Prenons ensuite l’exemple de l’Italie. Entre fin décembre 2011 et mars 2012, les banques italiennes ont emprunté à la BCE pour 255 milliards d’euros dans le cadre du LTRO [5]. Alors que fin 2010, les banques italiennes détenaient des titres publics de leur pays pour 208,3 milliards d’euros, ce montant passe à 224,1 milliards fin 2011, quelques jours après le début du LTRO. Ensuite, elles utilisent massivement les crédits qu’elles reçoivent de la BCE pour acheter des titres italiens. En septembre 2012, elles en détenaient pour 341,4 milliards d’euros [6]. Comme dans le cas espagnol, il s’agit d’une opération très rentable pour elles : elles ont emprunté à 1 % et, en achetant des titres italiens à 10 ans, elles obtiennent un intérêt qui varie entre 5 et 6,6 % au second semestre 2012. En mars 2014, les banques italiennes empruntaient à 0,25 % à la BCE et prêtaient à l’État italien à 3,4 %. A partir de juin 2014, elles empruntaient à 0,15% et prêtaient à environ 3% à l’Italie. En novembre 2014, elles empruntent à la BCE à 0,05% et prêtent à l’Italie à 2,3% [7].
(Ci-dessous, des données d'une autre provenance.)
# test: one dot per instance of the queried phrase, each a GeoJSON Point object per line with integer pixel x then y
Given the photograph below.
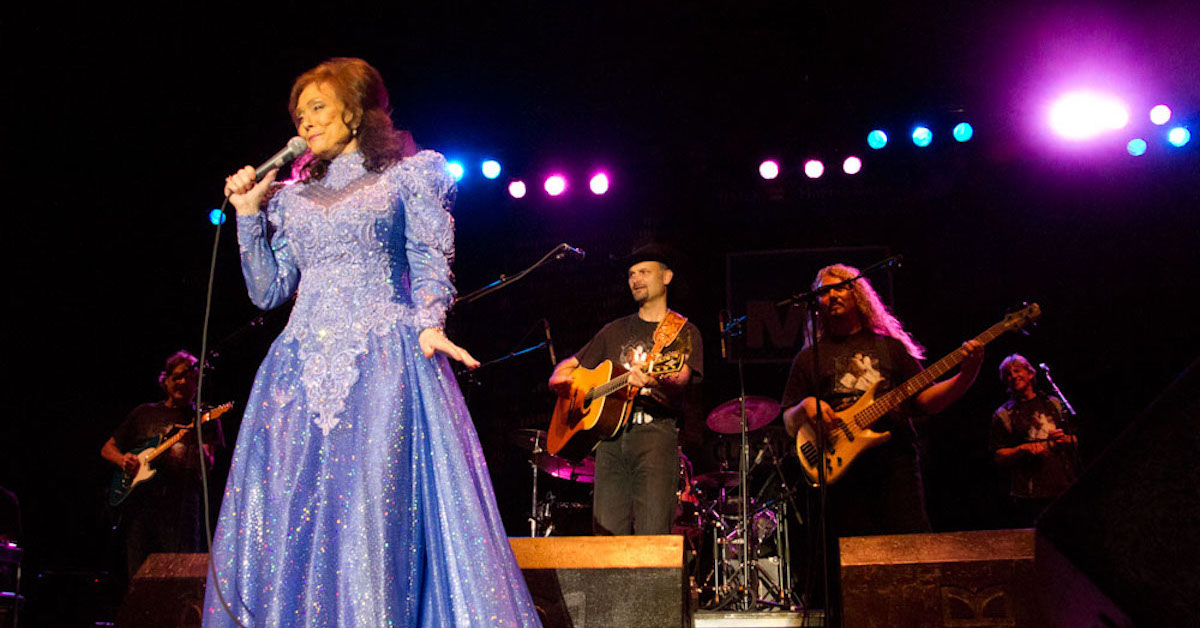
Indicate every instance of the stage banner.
{"type": "Point", "coordinates": [757, 280]}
Le même phénomène s’est produit dans la plupart des pays de la zone euro. Il y a eu relocalisation d’une partie des actifs des banques européennes vers leur pays d’origine. Concrètement, on constate qu’entre 2012 et 2014, la part des dettes publiques d’un pays donné en possession des institutions financières du même pays a augmenté très sensiblement. Cette évolution a donc rassuré les gouvernements de la zone euro, en particulier ceux d’Espagne et d’Italie, car ils ont constaté qu’ils éprouvaient moins de difficultés à vendre aux banques les titres publics qu’ils émettaient. La BCE semblait avoir trouvé la solution. En prêtant massivement aux banques privées, elle les a sauvées d’une situation critique et a épargné à certains États de se lancer dans de nouveaux plans massifs de sauvetage bancaire [8]. L’argent prêté aux banques était en partie utilisé pour acheter des titres de la dette publique des États de la zone euro, ce qui a enrayé la hausse des taux d’intérêt des pays les plus fragiles et a même produit une baisse des taux pour un certain nombre de pays.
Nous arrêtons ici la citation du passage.